Doom II: Hell on Earth is a first-person shooter video game, the second title of id Software’s Doom franchise. It was originally released for MS-DOS computers in 1994 and Macintosh computers in 1995. Unlike Doom, which was initially only available through shareware and mail order, Doom II was a commercial release sold in stores. Master Levels for Doom II, an expansion pack that includes 21 new levels, was released on December 26, 1995 by id Software.
Due to its success and popularity, Doom II was later released for the Game Boy Advance in 2002, the Tapwave Zodiac in 2004, and on Xbox Live Arcade in 2010. The release of the original Doom source code has facilitated ports to many other platforms, including the Apple iPhone and several other types of cell phones.Doom II was not dramatically different from its predecessor. There were no major technological developments, graphical improvements, or substantial gameplay changes. Instead, the development team took advantage of advances in computer hardware since the release of the original game that allowed them to do more with their game engine by making much larger and more intricate levels. The game still consisted of the player navigating large non-linear levels. Each level is infested with demons that can be killed with a variety of weapons that can be picked up throughout the game. Levels are completed by finding an exit, whether it be a switch or a teleporter; the goal is simply to advance to the next area. As with its predecessor, Doom II’s levels can be completed in a straightforward fashion. However, because the levels are non-linear players can wander off the beaten path, and those that do are often rewarded with bonuses, like health pickups and more powerful weapons. Due to the larger and more complicated maps with larger groups of monsters, the game had somewhat higher system requirements than the original.

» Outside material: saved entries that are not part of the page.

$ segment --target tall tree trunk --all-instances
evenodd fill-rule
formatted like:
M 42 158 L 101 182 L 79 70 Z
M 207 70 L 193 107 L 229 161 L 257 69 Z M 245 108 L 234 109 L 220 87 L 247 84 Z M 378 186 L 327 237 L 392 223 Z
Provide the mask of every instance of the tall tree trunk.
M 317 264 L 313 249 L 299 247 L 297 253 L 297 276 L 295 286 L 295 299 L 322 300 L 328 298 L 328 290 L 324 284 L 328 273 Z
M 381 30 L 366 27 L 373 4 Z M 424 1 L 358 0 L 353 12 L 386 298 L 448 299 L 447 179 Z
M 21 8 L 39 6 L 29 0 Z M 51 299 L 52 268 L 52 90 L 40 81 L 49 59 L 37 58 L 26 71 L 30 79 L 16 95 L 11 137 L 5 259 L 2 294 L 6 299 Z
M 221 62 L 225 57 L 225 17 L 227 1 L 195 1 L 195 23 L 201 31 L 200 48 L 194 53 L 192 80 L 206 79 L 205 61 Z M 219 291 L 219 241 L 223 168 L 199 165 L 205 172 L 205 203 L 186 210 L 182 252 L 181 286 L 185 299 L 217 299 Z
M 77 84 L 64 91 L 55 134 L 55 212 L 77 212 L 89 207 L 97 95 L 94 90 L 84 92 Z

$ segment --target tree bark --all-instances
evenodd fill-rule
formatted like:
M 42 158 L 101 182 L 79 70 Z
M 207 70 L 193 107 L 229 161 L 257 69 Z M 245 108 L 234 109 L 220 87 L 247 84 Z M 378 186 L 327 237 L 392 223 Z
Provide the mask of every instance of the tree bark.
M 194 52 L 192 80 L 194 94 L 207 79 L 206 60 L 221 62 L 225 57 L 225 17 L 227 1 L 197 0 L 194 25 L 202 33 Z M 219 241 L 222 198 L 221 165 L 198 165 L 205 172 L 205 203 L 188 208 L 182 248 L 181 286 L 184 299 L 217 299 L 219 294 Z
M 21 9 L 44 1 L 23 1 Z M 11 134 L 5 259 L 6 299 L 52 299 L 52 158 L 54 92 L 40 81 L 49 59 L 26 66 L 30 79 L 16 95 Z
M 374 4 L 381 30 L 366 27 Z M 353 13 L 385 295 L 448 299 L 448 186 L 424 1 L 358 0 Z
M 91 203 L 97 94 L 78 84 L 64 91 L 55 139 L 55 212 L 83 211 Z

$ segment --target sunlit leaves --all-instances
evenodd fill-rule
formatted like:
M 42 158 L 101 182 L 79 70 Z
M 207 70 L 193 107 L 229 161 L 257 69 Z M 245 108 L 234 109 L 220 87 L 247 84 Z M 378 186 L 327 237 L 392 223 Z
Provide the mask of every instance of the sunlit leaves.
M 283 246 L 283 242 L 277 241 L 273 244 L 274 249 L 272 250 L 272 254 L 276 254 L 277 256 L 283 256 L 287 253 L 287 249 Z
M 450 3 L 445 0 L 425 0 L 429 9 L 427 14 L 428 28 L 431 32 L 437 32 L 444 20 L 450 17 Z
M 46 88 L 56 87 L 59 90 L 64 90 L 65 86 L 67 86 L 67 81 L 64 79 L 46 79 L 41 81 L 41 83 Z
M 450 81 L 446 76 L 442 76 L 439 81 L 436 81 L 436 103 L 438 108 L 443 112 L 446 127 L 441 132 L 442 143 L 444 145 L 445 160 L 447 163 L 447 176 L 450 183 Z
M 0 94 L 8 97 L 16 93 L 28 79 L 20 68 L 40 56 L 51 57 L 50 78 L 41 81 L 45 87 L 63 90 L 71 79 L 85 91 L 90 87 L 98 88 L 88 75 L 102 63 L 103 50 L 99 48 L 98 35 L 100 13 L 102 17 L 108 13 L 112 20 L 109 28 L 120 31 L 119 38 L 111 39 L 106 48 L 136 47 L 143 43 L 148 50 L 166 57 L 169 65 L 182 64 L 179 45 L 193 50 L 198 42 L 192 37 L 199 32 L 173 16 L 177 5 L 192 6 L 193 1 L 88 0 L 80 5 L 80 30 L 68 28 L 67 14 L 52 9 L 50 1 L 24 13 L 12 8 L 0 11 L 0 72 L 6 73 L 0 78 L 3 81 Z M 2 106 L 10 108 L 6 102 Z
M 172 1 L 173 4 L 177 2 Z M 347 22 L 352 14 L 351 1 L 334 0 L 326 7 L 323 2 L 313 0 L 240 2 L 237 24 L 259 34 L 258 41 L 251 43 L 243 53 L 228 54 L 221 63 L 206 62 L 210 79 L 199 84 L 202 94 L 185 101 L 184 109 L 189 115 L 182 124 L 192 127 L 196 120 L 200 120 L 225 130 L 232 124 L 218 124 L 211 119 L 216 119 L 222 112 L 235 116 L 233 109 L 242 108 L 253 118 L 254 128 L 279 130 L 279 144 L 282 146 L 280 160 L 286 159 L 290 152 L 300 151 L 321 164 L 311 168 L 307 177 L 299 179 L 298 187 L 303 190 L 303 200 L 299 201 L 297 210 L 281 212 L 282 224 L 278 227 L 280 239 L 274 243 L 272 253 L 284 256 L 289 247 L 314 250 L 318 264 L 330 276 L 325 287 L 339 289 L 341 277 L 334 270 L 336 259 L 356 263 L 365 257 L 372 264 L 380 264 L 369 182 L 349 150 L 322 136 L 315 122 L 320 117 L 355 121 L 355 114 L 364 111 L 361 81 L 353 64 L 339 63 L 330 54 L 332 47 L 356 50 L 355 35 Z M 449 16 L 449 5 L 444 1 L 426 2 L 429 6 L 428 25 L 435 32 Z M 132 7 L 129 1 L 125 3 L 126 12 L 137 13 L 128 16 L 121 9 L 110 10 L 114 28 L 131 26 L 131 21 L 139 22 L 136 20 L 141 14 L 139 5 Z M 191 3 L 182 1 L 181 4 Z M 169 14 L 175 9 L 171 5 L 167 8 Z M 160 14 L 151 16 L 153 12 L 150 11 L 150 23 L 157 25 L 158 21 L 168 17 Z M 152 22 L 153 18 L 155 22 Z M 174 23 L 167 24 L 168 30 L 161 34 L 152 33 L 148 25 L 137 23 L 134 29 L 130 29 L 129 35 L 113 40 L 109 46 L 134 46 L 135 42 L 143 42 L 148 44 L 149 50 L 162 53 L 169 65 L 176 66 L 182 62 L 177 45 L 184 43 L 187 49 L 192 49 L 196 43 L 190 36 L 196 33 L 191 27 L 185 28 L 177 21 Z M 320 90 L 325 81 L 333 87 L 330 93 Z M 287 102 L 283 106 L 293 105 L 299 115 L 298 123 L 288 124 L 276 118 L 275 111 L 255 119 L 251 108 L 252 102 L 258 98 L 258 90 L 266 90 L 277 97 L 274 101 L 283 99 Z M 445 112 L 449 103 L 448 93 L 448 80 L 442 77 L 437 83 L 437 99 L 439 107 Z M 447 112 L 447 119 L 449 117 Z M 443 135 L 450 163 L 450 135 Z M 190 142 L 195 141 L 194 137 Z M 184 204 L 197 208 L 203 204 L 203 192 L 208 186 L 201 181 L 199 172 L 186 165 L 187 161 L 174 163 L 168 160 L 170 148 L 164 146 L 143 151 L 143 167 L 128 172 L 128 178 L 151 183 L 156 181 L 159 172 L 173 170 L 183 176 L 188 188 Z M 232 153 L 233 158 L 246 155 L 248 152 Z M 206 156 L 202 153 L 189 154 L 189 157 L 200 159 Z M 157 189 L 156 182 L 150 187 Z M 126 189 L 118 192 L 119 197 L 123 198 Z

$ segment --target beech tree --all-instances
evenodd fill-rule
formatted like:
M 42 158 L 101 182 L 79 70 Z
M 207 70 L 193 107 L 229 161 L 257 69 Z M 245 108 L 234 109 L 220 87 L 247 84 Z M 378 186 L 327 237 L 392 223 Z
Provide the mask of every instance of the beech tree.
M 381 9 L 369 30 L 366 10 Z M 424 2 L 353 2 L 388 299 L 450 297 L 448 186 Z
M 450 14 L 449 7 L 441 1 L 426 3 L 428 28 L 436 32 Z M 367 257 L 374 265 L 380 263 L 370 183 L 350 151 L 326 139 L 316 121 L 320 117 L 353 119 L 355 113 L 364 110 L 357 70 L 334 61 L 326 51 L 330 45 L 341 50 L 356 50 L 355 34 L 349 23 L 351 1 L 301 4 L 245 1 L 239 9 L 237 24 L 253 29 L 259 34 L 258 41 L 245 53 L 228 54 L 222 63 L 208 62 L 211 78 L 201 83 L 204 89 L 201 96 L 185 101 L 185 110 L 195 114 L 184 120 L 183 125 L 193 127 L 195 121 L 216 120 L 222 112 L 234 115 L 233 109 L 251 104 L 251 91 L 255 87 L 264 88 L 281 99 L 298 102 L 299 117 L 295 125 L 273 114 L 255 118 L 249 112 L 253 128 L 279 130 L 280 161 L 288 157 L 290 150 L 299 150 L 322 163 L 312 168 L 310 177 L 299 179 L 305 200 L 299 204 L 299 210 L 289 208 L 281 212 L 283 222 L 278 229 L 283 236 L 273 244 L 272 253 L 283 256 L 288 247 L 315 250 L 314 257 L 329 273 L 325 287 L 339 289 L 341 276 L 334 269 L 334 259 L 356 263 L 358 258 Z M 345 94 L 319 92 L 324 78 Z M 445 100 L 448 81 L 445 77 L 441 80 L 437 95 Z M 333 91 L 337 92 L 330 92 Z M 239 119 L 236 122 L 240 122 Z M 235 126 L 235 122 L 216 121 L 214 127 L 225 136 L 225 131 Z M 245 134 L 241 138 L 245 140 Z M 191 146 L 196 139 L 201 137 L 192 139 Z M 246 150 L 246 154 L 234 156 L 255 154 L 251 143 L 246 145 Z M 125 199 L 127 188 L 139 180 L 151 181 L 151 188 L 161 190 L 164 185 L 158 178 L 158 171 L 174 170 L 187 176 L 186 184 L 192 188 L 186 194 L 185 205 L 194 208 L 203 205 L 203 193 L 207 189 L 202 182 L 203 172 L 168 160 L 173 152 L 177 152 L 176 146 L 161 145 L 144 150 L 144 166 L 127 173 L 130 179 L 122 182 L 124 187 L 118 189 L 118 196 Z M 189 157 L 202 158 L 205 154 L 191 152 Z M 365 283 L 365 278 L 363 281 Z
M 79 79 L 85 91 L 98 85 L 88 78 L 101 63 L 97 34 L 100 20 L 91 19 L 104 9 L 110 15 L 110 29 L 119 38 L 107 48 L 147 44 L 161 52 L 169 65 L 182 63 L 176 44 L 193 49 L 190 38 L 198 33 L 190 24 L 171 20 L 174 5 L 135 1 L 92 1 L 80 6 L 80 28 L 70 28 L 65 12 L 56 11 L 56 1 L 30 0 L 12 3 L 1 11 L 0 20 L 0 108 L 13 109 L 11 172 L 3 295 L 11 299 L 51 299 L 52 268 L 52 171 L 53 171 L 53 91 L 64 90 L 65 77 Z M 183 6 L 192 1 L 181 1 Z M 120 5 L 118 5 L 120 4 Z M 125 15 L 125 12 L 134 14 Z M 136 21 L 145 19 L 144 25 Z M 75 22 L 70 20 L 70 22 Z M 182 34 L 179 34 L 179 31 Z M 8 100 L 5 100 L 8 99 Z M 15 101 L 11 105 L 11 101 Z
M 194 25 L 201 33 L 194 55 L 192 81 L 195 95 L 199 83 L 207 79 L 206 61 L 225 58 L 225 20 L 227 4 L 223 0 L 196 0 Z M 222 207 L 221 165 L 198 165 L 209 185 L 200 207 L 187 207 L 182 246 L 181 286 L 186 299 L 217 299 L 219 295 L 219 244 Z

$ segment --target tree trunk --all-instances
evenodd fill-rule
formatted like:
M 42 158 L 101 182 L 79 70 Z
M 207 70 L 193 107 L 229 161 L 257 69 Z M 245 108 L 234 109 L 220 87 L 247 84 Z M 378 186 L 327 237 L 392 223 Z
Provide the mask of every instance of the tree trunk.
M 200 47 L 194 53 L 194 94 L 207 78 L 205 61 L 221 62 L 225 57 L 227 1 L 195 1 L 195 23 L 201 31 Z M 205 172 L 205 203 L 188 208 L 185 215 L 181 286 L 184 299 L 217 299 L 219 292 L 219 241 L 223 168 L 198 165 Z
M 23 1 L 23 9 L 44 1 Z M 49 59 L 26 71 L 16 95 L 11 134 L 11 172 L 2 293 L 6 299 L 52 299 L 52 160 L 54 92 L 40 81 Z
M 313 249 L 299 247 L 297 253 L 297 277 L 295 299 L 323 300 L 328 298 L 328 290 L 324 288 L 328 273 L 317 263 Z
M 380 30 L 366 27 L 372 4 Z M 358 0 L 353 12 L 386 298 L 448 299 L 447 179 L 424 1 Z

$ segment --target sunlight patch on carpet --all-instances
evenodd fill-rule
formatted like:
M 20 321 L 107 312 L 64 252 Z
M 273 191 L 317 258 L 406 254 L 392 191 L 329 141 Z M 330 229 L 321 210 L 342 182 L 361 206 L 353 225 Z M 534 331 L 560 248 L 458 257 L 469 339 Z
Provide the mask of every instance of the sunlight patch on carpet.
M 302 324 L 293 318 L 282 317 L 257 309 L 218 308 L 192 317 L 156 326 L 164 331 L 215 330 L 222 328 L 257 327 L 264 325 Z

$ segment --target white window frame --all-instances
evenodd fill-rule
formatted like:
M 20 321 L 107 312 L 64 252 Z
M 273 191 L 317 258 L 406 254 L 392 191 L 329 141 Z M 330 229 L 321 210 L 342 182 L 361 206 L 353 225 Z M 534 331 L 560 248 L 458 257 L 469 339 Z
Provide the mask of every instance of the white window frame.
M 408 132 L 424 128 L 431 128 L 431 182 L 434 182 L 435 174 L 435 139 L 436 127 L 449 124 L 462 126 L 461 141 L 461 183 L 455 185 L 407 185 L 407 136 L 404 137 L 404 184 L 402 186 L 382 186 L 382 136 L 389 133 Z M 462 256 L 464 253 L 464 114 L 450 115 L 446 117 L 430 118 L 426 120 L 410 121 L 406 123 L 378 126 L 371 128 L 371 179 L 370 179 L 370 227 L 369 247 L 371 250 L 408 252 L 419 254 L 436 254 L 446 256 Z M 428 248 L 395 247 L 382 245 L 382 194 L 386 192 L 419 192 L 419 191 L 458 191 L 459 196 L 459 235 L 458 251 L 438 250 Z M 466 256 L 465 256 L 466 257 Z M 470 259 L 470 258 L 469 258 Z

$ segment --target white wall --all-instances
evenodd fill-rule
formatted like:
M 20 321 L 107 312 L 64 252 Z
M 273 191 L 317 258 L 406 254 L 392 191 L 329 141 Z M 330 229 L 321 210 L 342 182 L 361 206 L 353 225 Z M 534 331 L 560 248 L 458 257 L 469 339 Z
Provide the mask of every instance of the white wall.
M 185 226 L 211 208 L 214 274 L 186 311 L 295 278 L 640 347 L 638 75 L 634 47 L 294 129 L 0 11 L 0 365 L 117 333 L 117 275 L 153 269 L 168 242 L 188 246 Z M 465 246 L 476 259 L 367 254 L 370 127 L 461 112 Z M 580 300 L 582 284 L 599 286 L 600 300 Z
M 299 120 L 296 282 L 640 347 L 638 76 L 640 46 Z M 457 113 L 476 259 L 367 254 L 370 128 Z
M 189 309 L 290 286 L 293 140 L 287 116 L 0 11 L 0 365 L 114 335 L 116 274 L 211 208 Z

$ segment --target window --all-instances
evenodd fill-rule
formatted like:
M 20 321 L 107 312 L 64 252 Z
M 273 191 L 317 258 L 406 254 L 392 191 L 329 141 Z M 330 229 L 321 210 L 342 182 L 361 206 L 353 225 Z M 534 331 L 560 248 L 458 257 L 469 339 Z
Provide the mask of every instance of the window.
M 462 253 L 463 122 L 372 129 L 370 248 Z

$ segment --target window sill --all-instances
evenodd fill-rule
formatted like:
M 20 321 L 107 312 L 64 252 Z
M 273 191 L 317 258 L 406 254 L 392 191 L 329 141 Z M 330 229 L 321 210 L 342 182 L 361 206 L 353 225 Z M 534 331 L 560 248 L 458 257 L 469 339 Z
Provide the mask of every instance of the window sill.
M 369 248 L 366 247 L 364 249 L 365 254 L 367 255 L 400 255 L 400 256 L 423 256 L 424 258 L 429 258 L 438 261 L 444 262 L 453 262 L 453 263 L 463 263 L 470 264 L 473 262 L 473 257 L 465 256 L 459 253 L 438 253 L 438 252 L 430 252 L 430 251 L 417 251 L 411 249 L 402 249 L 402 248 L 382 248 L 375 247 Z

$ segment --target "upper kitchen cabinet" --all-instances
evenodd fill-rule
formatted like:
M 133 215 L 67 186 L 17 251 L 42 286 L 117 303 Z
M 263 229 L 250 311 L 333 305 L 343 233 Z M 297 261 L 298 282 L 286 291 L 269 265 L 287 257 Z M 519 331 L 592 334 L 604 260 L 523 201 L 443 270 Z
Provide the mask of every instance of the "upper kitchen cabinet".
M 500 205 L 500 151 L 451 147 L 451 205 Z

Rather than the player playing through three related episodes as in the first Doom, gameplay takes place over one giant episode, albeit with interludes for when the story develops. Instead of watching the player’s progress on a map (as in the original episodes of Doom), the screens between each level simply show a background (a style carried over to the bonus fourth episode of Doom available in The Ultimate Doom, the retail re-release of the original Doom). This also means the player is never forced to lose all of his or her inventory after completing an episode.